Fortunately, there's a 21st century tool that should find a home in just about every workshop. A digital angle gauge can take the hassle out of setting up your saw for cutting any angle.
THE DIGITAL ADVANTAGE. I recently tried out three different models. The first was the Wixey Digital Angle Gauge. This one was first on the market. I also looked at the Beall Tool Company's Tilt Box and the Angle Cube from iGaging.
I found that digital angle gauges offer an inexpensive and accurate method of measuring any angle you'll use in the woodshop. By using one, you can quickly dial in the right setup angle for your saw every time. And that translates to perfectly cut project parts.
EASY TO USE. Best of all, using a digital angle gauge couldn't be easier. As you can see in the photos, you start by placing it on the tool's flat surface (usually the table of your saw) and calibrate the display simply by pushing a button.
Then all you need to do is place the gauge on the blade (all the gauges have magnets to hold firmly at any angle) and crank in the angle you need. An LCD display gives you a readout while you move the blade.
HOW THEY WORK. The gauges rely on gravity for measuring the difference in two angles, so it doesn't matter if your saw is sitting on an uneven floor. But the gauge must be upright in use. You can't lay the gauges flat on their backs to set the angle for a miter gauge. For that, take a look at the digital protractor below.
ACCURACY & RELIABILITY. I admit that before trying out these gauges, my primary concern was whether they're accurate enough to rely on in everyday use. All three passed the test with flying colors. Each gauge is accurate to within 0.1° (one-tenth of a degree). And that's plenty accurate for any woodworking task.

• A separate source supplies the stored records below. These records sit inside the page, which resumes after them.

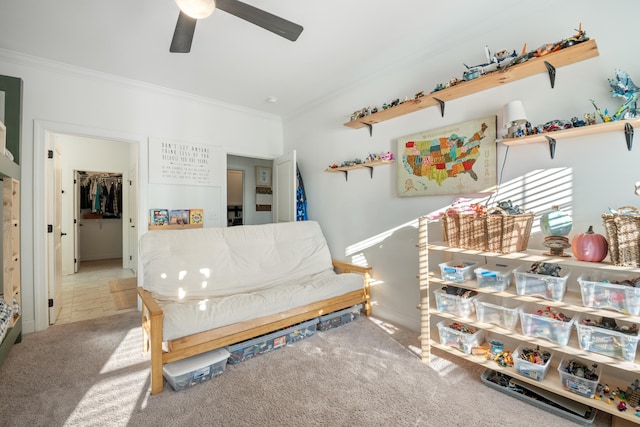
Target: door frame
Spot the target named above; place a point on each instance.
(44, 134)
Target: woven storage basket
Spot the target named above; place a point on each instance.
(623, 236)
(495, 232)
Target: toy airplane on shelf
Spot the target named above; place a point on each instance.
(622, 87)
(545, 49)
(492, 64)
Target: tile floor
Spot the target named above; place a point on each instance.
(85, 295)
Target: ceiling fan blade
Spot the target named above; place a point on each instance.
(275, 24)
(183, 35)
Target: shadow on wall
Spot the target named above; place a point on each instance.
(393, 253)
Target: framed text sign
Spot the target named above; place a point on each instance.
(176, 162)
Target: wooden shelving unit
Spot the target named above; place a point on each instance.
(367, 165)
(563, 57)
(616, 372)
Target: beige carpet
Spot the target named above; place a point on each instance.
(124, 292)
(93, 373)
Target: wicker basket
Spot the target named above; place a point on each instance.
(495, 232)
(623, 236)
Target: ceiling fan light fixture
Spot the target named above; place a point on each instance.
(197, 9)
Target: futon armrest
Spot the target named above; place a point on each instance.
(149, 302)
(346, 267)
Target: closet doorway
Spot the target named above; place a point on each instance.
(98, 202)
(235, 196)
(99, 237)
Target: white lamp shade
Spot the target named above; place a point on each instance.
(197, 9)
(514, 113)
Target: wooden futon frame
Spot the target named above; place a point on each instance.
(181, 348)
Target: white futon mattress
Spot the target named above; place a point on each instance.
(195, 315)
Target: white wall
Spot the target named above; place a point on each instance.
(365, 219)
(68, 98)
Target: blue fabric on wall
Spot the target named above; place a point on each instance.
(301, 198)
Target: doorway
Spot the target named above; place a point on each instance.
(96, 247)
(235, 196)
(241, 191)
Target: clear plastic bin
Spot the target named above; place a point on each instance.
(459, 305)
(535, 325)
(607, 341)
(577, 384)
(598, 291)
(530, 369)
(457, 339)
(549, 287)
(496, 277)
(503, 312)
(339, 318)
(193, 370)
(265, 343)
(458, 271)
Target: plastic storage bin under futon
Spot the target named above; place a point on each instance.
(599, 291)
(549, 287)
(263, 344)
(497, 277)
(575, 383)
(459, 305)
(458, 271)
(607, 341)
(338, 318)
(535, 325)
(457, 339)
(528, 368)
(185, 373)
(503, 312)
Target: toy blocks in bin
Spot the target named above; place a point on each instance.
(249, 349)
(611, 290)
(547, 323)
(579, 376)
(185, 373)
(496, 277)
(503, 312)
(460, 336)
(540, 285)
(458, 271)
(532, 361)
(459, 301)
(339, 318)
(611, 337)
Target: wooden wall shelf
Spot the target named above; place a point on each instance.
(567, 56)
(175, 226)
(550, 137)
(368, 165)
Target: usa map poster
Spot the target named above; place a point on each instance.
(456, 159)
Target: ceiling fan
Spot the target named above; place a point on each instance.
(192, 10)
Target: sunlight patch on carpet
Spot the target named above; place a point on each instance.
(109, 401)
(128, 353)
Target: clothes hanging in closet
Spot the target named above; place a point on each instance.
(101, 195)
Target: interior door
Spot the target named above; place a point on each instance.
(285, 186)
(55, 268)
(133, 211)
(76, 222)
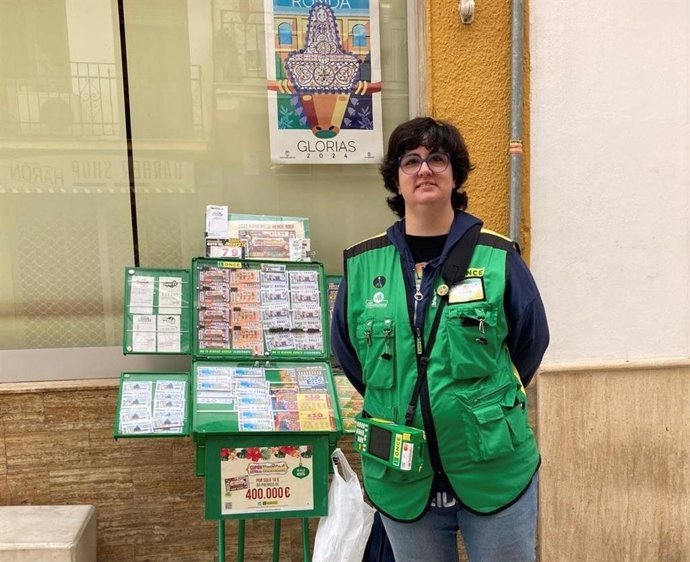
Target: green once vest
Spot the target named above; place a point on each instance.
(478, 404)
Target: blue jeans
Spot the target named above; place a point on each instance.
(507, 536)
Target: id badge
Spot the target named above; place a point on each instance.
(468, 290)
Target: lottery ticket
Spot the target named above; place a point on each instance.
(141, 288)
(214, 275)
(248, 372)
(248, 294)
(284, 399)
(258, 400)
(255, 346)
(302, 297)
(304, 279)
(249, 331)
(211, 296)
(311, 380)
(279, 341)
(208, 381)
(250, 384)
(309, 341)
(134, 413)
(307, 318)
(274, 277)
(137, 387)
(274, 296)
(246, 314)
(276, 318)
(144, 333)
(209, 397)
(243, 276)
(140, 426)
(170, 295)
(287, 421)
(265, 424)
(214, 314)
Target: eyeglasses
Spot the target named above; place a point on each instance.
(437, 162)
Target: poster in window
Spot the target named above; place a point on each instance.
(324, 81)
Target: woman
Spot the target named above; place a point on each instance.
(447, 353)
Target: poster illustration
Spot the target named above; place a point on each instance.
(261, 479)
(324, 81)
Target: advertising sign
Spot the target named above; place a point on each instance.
(324, 81)
(259, 479)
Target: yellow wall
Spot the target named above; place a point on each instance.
(468, 83)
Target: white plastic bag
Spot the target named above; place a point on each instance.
(342, 535)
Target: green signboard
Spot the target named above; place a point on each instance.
(270, 397)
(266, 476)
(152, 405)
(261, 310)
(157, 311)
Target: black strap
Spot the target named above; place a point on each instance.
(453, 271)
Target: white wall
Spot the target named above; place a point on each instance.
(610, 177)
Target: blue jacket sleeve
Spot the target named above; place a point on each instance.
(341, 345)
(528, 335)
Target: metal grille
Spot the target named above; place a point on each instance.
(61, 289)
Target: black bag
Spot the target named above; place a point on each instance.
(378, 546)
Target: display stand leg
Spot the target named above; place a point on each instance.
(276, 540)
(305, 540)
(221, 540)
(240, 541)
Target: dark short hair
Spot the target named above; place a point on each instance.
(432, 135)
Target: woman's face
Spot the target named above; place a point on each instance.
(429, 185)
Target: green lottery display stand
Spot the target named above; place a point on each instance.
(260, 399)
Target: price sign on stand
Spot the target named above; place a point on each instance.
(269, 476)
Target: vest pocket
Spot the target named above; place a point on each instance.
(472, 340)
(493, 436)
(515, 408)
(497, 423)
(376, 339)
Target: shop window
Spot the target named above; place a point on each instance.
(285, 35)
(359, 36)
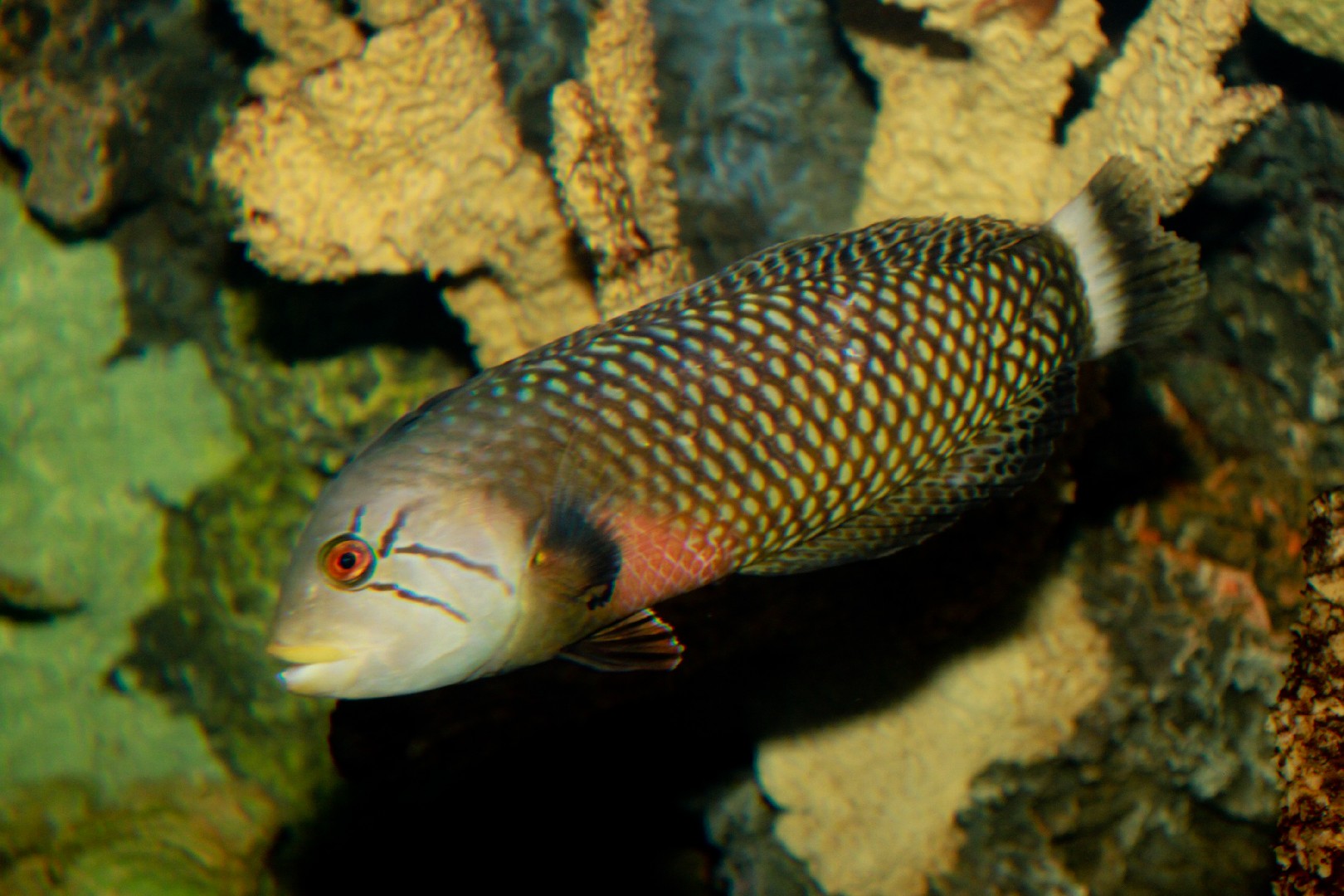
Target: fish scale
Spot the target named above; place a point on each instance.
(769, 403)
(824, 401)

As a test, I set up my table saw to cut 45°, 30°, and 22.5° angles to make four, six, and eight-sided boxes. Every one came out with gap-free joints on the first try.
But the best testament to their accuracy is probably the fact that both of our shop craftsmen keep an angle gauge by their table saws. They each have over thirty years of woodworking experience and neither of them is fond of "bells and whistles" gadgets. They both like the accuracy and ease of use.
Each of the gauges worked equally well. I liked the Wixey's display best. But on the downside, it uses a watch-style battery that runs out quickly. The Tilt Box and Angle Cube both take a longer-lasting 9-volt battery.
Worth a Look: Wixey Digital Protractor
Once you get used to using an easy-to-read, digital setup tool at the table saw, you'll want the same reliability and convenience for other uses. When it comes to setting miter angles, or a drill press for example, a digital protractor is just the ticket.
Wixey built the same ease-of-use into the protractor as they introduced in the angle gauge. This device works in any position, however, making it perfect for setting up a miter saw or miter gauge.
You're not limited to tool setups either. You can take the protractor anywhere you need to measure an angle.